At that time, October 2019, Daughters of Charity announced they would be shedding the hospital for financial reasons and in December 2015, O'Connor Hospital became part of Verity Health System, a non-profit, non-religious health care system that sought to build on the rich legacy left by the Daughters of Charity Health System.

Santa Clara County acquired the hospital, from Veritas over the objections of state Attorney General Xavier Becerra in a deal that closed on February 28, 2019. The transfer of operations was a result of a $235 million bankruptcy Verity Health System's, the hospitals operator at the time, was facing. The hospitals were already receiving significant taxpayer assistance, at one point receiving an annual subsidy of $250 million; that subsidy later shrunk to $80 million auditing to the hospital financial difficulties. Verity, a nonprofit operator of six California hospitals, had bankruptcy protection in August 2018.
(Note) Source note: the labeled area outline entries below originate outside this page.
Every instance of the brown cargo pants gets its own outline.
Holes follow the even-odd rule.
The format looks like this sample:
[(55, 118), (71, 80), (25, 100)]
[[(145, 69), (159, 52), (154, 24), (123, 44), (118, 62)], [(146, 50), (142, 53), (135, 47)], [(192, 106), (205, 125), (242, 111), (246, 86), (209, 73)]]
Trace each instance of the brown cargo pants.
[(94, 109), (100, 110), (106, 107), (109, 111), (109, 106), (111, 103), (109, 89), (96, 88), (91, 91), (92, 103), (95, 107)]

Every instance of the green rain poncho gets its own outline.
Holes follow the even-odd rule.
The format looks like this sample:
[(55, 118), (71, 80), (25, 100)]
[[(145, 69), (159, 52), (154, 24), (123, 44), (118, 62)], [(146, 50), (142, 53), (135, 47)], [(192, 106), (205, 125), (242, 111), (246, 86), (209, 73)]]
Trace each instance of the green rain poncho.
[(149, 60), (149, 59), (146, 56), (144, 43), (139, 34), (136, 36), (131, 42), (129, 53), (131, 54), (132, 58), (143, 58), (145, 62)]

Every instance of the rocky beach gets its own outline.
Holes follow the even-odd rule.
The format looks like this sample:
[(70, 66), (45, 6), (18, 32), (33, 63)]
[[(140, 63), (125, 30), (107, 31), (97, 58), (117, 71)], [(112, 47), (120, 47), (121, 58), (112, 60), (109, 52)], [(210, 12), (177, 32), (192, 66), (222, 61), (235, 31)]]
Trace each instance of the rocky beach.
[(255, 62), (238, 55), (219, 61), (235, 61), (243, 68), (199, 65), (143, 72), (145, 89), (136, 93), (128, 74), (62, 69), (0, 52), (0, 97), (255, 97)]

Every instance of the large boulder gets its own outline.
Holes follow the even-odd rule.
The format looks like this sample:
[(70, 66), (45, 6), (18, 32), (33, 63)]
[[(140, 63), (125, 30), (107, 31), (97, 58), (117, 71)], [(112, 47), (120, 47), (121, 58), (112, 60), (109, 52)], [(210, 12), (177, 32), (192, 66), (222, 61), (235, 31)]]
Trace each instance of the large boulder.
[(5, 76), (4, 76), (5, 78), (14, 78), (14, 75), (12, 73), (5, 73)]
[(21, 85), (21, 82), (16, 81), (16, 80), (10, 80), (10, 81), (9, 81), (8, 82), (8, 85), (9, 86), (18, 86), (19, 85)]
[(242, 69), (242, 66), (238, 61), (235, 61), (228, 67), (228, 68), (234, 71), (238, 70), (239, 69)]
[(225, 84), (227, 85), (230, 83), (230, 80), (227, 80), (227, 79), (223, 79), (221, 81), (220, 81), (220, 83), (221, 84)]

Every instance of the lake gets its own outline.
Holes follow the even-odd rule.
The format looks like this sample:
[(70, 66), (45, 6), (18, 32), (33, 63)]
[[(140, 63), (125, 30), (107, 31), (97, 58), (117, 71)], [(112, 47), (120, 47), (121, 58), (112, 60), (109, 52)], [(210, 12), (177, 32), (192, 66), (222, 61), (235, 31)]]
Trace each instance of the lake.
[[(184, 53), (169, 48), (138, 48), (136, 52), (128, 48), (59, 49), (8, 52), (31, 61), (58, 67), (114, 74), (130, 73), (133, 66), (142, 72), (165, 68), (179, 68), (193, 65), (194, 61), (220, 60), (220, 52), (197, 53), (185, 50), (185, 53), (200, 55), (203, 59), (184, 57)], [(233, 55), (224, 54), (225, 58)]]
O'Connor Hospital is now part of the County of Santa Clara Health System, a collection of Santa Clara county owned and operated medical facilities that offer medical care throughout Santa Clara County. The Health System includes the Behavioral Health Services Department, Public Health Department, Santa Clara Valley Medical Center hospital and clinics, O'Connor Hospital, St. Louise Regional Hospital, Emergency Medical Services Agency, Custody Health Services Department, and Valley Health Plan. The hospitals and clinics are operated by the County under a consolidated license from the California Department of Public Health. The Hospitals and Clinics Delivery System is part of the broader County of Santa Clara Health System.